Dokuz ay hamile kaldıktan sonra ,kokulardan tatlara herseyi farklı algılamaya,önün sıra giden bir yuvarlacık şişkinlikle paytak paytak yürümeye ağır hareket etmeye ve daha evvel hiç bilmediğin rüyalar görmeye alıştıktan sonra bir sabah uyanıp da bedenini düzleşmiş,incelmiş,yeniden yoğrulmuş bulmak müthiş bir dönüm noktası.Bir günde bir operasyonda.Bebeğin doğumuyla anne sevincinden uçuyor elbette.Ama bu arada bedeni keskin bir altüst oluş yaşıyor.Ve henüz toparlanmaya fırsat bulamayan bedene hızla yeni görevler yükleniyor .Postnatal aşama "artık" ile "henüz" arasında bir noktanın adı. Artık hamile olmayan ama heüz anne olduğunu tam anlamıyla idrak edemeyen kadının arada kalmışlığı,sıkışmışlığı,kafa karışıklığı.Bir eşik. Araftan bir kesit belki de.

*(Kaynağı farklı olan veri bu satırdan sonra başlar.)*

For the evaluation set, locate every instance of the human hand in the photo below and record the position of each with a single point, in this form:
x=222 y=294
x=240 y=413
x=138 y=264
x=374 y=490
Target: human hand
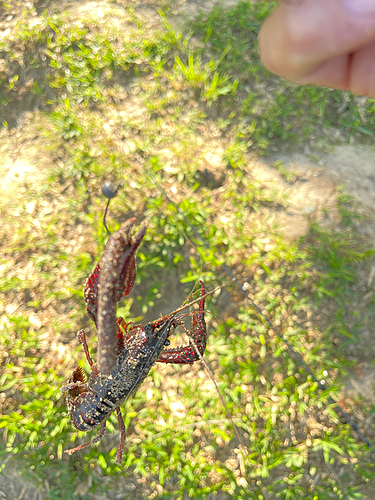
x=322 y=42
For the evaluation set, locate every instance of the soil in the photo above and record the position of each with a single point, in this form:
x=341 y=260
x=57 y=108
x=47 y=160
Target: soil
x=311 y=192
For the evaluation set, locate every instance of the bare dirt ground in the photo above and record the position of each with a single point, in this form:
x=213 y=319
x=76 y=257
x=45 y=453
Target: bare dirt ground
x=312 y=194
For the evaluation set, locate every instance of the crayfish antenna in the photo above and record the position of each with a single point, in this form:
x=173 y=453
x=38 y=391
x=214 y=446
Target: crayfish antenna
x=215 y=384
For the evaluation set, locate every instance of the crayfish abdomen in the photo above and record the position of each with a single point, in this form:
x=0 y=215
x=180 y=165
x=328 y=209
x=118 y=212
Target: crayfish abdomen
x=134 y=349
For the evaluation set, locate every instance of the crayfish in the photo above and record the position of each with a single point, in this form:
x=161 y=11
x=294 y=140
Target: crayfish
x=126 y=352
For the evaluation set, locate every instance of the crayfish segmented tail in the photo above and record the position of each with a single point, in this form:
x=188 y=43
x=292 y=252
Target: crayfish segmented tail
x=126 y=352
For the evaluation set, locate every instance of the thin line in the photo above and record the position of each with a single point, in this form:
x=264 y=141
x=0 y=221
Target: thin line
x=294 y=353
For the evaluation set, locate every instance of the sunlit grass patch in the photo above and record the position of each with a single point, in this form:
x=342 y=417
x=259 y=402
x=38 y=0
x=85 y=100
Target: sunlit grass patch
x=149 y=108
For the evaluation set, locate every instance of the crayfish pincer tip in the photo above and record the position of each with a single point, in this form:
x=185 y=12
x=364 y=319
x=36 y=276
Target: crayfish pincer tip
x=110 y=189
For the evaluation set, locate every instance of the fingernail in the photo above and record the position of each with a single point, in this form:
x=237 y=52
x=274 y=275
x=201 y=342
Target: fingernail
x=361 y=6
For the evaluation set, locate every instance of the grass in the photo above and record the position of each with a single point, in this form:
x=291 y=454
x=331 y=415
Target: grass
x=143 y=105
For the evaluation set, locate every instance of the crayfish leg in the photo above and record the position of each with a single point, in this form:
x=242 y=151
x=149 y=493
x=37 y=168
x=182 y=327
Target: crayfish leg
x=81 y=336
x=198 y=335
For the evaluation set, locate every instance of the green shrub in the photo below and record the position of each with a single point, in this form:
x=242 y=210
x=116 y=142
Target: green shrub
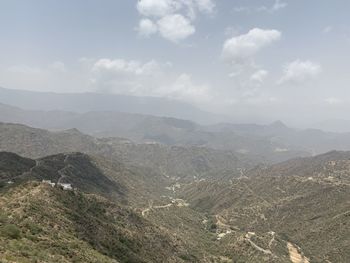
x=11 y=231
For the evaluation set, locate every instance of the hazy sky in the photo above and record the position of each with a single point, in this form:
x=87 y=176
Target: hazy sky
x=256 y=59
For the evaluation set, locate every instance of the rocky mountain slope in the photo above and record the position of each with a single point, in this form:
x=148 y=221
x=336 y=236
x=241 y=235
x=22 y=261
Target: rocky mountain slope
x=300 y=205
x=170 y=161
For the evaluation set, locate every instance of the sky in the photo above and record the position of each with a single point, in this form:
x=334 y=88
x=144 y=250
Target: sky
x=256 y=60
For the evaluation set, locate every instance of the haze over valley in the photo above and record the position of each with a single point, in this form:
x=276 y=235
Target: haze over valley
x=174 y=131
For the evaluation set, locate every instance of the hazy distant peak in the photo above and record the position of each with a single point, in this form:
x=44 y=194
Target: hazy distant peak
x=278 y=124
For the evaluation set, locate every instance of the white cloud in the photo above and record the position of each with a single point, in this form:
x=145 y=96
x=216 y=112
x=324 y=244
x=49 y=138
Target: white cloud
x=240 y=50
x=59 y=66
x=175 y=27
x=277 y=5
x=147 y=27
x=157 y=8
x=185 y=89
x=327 y=29
x=172 y=19
x=333 y=101
x=300 y=71
x=146 y=79
x=259 y=76
x=121 y=66
x=206 y=6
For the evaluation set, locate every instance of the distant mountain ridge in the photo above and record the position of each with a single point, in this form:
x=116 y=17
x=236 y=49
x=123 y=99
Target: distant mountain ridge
x=87 y=102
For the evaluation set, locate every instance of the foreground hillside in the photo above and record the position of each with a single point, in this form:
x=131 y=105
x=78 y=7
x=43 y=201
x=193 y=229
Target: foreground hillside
x=297 y=211
x=303 y=204
x=43 y=224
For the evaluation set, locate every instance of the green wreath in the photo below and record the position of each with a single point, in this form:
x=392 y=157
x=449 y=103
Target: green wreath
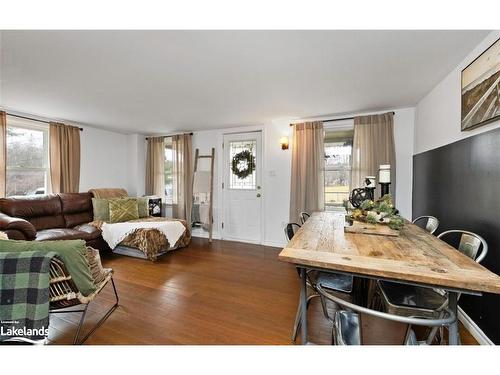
x=243 y=164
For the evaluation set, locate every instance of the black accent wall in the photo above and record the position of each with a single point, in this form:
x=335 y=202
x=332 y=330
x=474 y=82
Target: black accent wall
x=460 y=184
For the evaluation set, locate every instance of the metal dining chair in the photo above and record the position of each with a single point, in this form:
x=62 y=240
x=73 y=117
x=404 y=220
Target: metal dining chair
x=346 y=329
x=431 y=223
x=304 y=216
x=332 y=281
x=408 y=300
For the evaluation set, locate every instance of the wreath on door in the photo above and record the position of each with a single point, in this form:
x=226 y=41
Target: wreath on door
x=243 y=164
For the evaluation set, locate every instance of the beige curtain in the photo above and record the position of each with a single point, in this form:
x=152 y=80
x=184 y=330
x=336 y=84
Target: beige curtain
x=183 y=176
x=308 y=159
x=373 y=145
x=64 y=152
x=155 y=166
x=3 y=152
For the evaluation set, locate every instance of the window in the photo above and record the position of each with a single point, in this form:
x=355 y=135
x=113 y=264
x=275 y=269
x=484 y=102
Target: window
x=237 y=147
x=27 y=157
x=169 y=171
x=338 y=149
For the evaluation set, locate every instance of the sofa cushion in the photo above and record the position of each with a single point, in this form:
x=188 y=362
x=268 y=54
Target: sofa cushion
x=101 y=209
x=121 y=210
x=43 y=211
x=90 y=231
x=61 y=234
x=76 y=208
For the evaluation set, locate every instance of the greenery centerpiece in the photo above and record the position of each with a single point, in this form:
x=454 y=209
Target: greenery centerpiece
x=380 y=211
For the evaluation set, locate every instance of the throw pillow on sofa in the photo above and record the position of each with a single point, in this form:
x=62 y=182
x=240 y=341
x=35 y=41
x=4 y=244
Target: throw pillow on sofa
x=101 y=209
x=121 y=210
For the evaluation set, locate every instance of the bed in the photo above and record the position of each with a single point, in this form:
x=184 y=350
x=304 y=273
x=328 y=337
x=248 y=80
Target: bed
x=146 y=238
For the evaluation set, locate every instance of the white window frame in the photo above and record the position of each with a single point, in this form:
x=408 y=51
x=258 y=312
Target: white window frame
x=337 y=126
x=169 y=202
x=14 y=122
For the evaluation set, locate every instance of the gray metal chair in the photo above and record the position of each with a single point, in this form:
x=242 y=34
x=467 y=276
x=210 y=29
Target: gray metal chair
x=431 y=223
x=332 y=281
x=304 y=216
x=346 y=328
x=408 y=300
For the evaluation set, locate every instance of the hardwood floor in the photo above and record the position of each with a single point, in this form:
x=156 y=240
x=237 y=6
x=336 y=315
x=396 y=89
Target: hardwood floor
x=219 y=293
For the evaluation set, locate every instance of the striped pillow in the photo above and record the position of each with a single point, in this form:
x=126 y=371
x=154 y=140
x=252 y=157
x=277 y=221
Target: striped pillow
x=121 y=210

İşte böyle anlatmış Elif Şafak" Siyah Süt" kitabında loğusalık dönemini.Bende tam bu eşikten geçtiğimi umarak 40.günümde yazıyorum bu yazıyı.

Kırkını çıkarmak sadece bebekler için değil,anneler içinde esas.Kırk muhakkak sembolik bir sayı,kimi bir hafta da kimi bir ayda ama mutlaka çıkar bu kırk dediğimiz şey.

Aslında kırk çıkarmak  hayata tekrar katılmaktır.Yeniden hayata katıldığımı umarak" HOŞGELDİN DÜNYAYA " diyorum.